Tu esquives si bien que tu décides de te passer tout à fait
de garde, de faire mentir, à ton usage exclusif, tous les principes de la boxe.
Non seulement tu n’as pas de garde, mais sans jamais quitter des yeux ton
adversaire tu tends le menton à ses poings. Et quand ton adversaire tente un
assaut, tu recules de front, face au coup – le pire du pire t’explique ton
entraîneur émerveillé, puisque c’est ainsi (en principe) que les boxeurs
débutants perdent leurs appuis, l’équilibre, la face – avant d’abandonner le
noble art (en principe), de quitter le ring, la queue entre les jambes, piteux,
culs blancs (en principe). Tu t’obstines dans cette – quoi ?
tactique ? on ne peut pas appeler tactique ce qui est suicide, suicide
aveugle ou délibéré – dans cette monstruosité pugilistique. On t’entend
t’obstiner devant ton entraîneur (Joe Martin), tu as treize ou quatorze ans,
bientôt quinze, on t’entend dire que tu sais très bien ce que tu fais, qu’on
verra ce qu’on verra. L’entraîneur toujours émerveillé se persuade que ça te
passera, après quelques coups à la pointe du menton, que tu finiras bien par
boxer selon les principes immémoriaux du noble art.

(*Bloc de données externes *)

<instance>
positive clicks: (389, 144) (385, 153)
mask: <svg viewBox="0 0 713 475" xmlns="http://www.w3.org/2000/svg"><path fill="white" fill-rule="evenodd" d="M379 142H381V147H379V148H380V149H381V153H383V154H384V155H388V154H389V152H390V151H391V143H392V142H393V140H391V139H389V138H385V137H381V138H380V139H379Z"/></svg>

Dès treize ans, ta garde basse t’oblige à tout miser sur
l’œil. Ta garde basse t’oblige à avoir deux corps : un corps visible et
provisoire, un corps tentateur, offert aux poings de l’adversaire, et un second
corps, déjà plus loin, le corps du moment d’après, le corps qui anticipe le coup
à venir, qui va placer le contre.
[...]
Tu es très vite connu (dans le quartier, puis au sud de
l’Ohio, ton nom mâché dans les bouches) pour cette tactique aberrante, d’éviter
les coups de très peu et de contre-attaquer au menton, à la tempe, au foie. Si
ta garde est aberrante, tes esquives le sont plus encore. Au lieu de reculer à
droite ou à gauche, comme on l’a toujours appris et pratiqué depuis trois
siècles, comme l’ont toujours voulu la science exacte, les manuels et les
maîtres, tu recules de front, face au coup, en inclinant le buste, au risque de
perdre l’équilibre. Ces aberrations accumulées donnent d’abord confiance à tes
adversaires qui se précipitent dans la brèche en piaffant mais ne rencontrent
que le vide, l’ancien corps de Cassius, le corps du moment d’avant, qui n’est
déjà plus.
[...]
Il y a le poids de ma concentration dans le vestiaire, le
poids de dix ans de concentration, ma concentration distillée depuis 1954,
depuis que je suis monté sur un ring la première fois, dix ans de phrases
murmurées pour moi, répétées, reprises, enfoncées, ancrées en moi, un festin,
un bûcher de phrases, et les phrases crépitent dans le grésillement des
ampoules au-dessus du vestiaire, les phrases efficaces, les phrases avec
greatest of all time, avec king of the world, avec champion of the world, les
phrases puériles qui à force de répétitions perdent de leur puérilité, les
phrases avec I am, I will be, qui à force de répétition s’emboitent, se soudent
et font muraille, les phrases qui dressent une première puis une deuxième puis
une troisième muraille, qui repoussent les doutes de Dave, John, Richard ou
William, les certitudes de Bob, Dustin, Steve et Clark, qui maintiennent à
distance les articles de Nat Fleischer, les paris de Billy Conn, les certitudes
de Joe Louis, et voici que les phrases dégringolent sur les journalistes,
voyez : elles les noient comme les flots du Nil les armées de Pharaon,
elles les disloquent une bonne fois pour toutes.